China’s two oil majors yesterday reported a big increase in third-quarter earnings as the government’s fuel pricing reform helped their refining margins.

Sinopec, Asia’s top refiner, said net profit rose 20 percent from a year earlier to 22 billion yuan (US$3.6 billion) in the quarter, beating the median estimate of 19.3 billion yuan of eight analysts polled by Bloomberg News.

PetroChina Co’s net profit swelled 19 percent to 29.8 billion yuan.

The two refiners have been enjoying better refining margins after the government in March introduced a new fuel pricing mechanism which reviews prices every 10 working days from the previous 22 days. That helped domestic fuel prices to move more closely with the global crude oil markets.

Sinopec’s refining business generated an operating profit of 6.7 billion yuan in the first three quarters, compared with a loss in the same period a year earlier.

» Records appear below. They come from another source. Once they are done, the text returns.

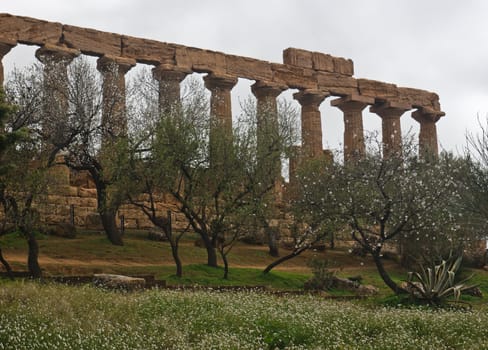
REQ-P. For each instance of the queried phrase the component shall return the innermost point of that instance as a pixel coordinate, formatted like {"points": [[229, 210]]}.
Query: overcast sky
{"points": [[435, 45]]}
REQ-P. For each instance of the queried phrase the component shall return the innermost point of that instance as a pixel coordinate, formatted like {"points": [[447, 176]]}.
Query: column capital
{"points": [[425, 114], [352, 102], [390, 109], [56, 54], [169, 72], [106, 63], [223, 82], [311, 97], [267, 89]]}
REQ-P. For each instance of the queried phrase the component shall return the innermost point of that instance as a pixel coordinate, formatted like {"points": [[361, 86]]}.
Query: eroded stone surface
{"points": [[377, 89], [92, 42], [148, 51], [28, 30], [249, 68], [318, 61], [118, 282], [337, 84]]}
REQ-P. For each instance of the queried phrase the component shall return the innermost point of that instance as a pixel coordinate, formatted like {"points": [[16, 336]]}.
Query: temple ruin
{"points": [[316, 75]]}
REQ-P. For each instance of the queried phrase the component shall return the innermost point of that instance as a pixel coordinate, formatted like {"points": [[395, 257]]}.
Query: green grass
{"points": [[90, 252], [209, 276], [54, 317]]}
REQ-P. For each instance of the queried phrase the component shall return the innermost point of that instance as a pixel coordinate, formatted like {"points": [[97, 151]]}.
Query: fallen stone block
{"points": [[119, 282]]}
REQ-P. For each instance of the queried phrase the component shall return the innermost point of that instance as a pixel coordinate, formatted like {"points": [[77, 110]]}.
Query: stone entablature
{"points": [[301, 69], [317, 76]]}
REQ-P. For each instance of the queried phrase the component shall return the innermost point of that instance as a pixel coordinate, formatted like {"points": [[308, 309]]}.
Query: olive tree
{"points": [[212, 174], [68, 113], [23, 178], [389, 199]]}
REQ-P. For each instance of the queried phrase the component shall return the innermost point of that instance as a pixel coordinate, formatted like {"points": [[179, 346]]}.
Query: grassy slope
{"points": [[89, 318], [91, 253]]}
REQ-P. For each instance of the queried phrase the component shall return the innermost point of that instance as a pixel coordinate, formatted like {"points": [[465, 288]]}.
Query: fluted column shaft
{"points": [[113, 70], [391, 128], [428, 143], [310, 101], [352, 107], [169, 79], [56, 89], [5, 47], [267, 125], [220, 116], [220, 100]]}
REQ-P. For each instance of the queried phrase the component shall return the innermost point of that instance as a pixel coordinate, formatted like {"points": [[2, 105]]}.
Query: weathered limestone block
{"points": [[86, 192], [343, 66], [202, 61], [293, 76], [5, 46], [377, 89], [322, 62], [298, 57], [182, 59], [337, 84], [66, 191], [81, 179], [28, 30], [118, 282], [93, 221], [318, 61], [56, 199], [148, 51], [83, 202], [419, 98], [249, 68], [92, 42]]}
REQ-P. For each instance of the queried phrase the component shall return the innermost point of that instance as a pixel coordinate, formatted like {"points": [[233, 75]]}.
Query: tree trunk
{"points": [[109, 222], [176, 258], [33, 256], [275, 263], [107, 214], [211, 250], [6, 265], [273, 242], [385, 276], [226, 264]]}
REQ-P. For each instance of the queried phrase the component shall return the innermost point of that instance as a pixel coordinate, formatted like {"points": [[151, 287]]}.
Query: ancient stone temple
{"points": [[317, 76]]}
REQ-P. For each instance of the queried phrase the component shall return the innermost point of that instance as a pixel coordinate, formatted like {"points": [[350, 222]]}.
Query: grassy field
{"points": [[35, 316], [52, 316], [91, 253]]}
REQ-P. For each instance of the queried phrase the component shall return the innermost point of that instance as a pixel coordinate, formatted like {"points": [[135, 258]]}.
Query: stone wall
{"points": [[316, 75]]}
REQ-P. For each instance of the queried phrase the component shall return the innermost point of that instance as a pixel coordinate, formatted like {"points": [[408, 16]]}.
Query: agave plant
{"points": [[437, 283]]}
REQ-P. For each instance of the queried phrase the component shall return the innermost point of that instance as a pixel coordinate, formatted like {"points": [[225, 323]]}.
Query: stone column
{"points": [[220, 101], [390, 113], [310, 101], [5, 47], [428, 131], [113, 70], [56, 89], [352, 107], [267, 123], [169, 78]]}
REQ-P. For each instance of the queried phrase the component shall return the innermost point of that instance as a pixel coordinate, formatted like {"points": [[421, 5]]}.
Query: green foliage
{"points": [[437, 283]]}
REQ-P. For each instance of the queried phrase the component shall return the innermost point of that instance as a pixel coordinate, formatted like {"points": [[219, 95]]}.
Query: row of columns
{"points": [[113, 69]]}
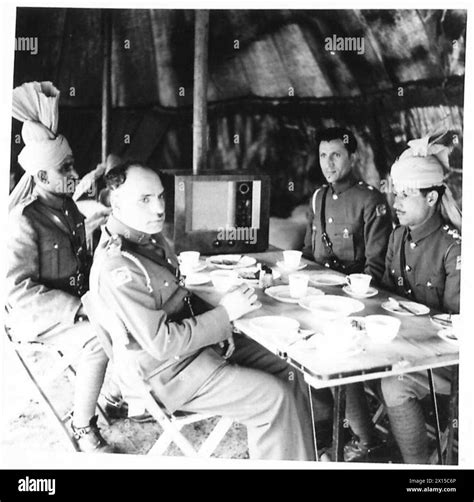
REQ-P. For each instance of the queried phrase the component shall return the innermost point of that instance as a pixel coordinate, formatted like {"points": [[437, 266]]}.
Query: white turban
{"points": [[36, 105], [423, 165]]}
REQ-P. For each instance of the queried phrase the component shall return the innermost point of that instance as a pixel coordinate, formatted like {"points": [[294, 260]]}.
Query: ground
{"points": [[28, 426]]}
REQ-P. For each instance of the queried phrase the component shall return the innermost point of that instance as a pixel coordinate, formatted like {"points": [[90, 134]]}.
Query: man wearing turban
{"points": [[423, 263], [48, 261]]}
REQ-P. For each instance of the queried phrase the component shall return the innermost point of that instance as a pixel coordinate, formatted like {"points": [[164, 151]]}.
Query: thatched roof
{"points": [[409, 76], [152, 52]]}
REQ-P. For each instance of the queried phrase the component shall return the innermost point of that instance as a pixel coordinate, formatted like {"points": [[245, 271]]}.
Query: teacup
{"points": [[292, 259], [223, 280], [381, 328], [359, 283], [298, 285], [189, 260], [456, 325]]}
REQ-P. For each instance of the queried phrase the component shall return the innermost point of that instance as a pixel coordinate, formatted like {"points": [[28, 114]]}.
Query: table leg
{"points": [[313, 424], [435, 411], [339, 415], [453, 403]]}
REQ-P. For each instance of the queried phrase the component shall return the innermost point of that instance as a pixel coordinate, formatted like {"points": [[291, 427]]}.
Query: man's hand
{"points": [[239, 302], [230, 346]]}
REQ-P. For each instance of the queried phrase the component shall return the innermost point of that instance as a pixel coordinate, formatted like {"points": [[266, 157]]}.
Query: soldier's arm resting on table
{"points": [[377, 229], [45, 306], [387, 279], [308, 238], [149, 325], [452, 265]]}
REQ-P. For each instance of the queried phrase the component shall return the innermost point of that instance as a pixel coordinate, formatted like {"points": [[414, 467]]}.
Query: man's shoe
{"points": [[357, 451], [89, 438], [115, 407]]}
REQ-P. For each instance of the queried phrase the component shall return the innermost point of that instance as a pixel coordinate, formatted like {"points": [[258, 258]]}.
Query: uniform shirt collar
{"points": [[50, 199], [427, 228], [341, 186], [115, 226]]}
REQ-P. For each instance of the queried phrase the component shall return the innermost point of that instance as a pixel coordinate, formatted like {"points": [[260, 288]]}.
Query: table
{"points": [[416, 347]]}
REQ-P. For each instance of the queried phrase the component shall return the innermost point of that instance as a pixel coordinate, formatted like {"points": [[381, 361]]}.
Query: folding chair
{"points": [[108, 326], [64, 364]]}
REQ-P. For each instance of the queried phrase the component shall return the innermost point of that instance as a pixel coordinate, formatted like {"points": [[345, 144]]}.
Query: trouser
{"points": [[274, 410], [80, 341], [402, 396]]}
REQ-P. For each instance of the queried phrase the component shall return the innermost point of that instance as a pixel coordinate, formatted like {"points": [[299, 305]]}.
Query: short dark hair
{"points": [[118, 174], [341, 133]]}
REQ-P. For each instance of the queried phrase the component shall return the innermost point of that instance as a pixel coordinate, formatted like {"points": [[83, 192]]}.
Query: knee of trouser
{"points": [[397, 390], [93, 348]]}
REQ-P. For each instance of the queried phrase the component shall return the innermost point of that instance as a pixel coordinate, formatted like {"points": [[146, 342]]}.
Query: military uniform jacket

PetroChina said its refining operations reduced losses by 24.7 billion yuan from a year earlier in the January-September period. Still, PetroChina said it had a net loss of 31.7 billion yuan from the sale of imported natural gas to the domestic market in the first three quarters.

This was because the government’s price control has made importing gas a losing proposition. But China’s gas imports have been rising rapidly to meet demand for the cleaner-burning fuel, with PetroChina the largest importer.

Analysts have said the deregulation of gas prices could take longer because the government has to consider wider implications of a price rise such as whether residents could afford more costly gas.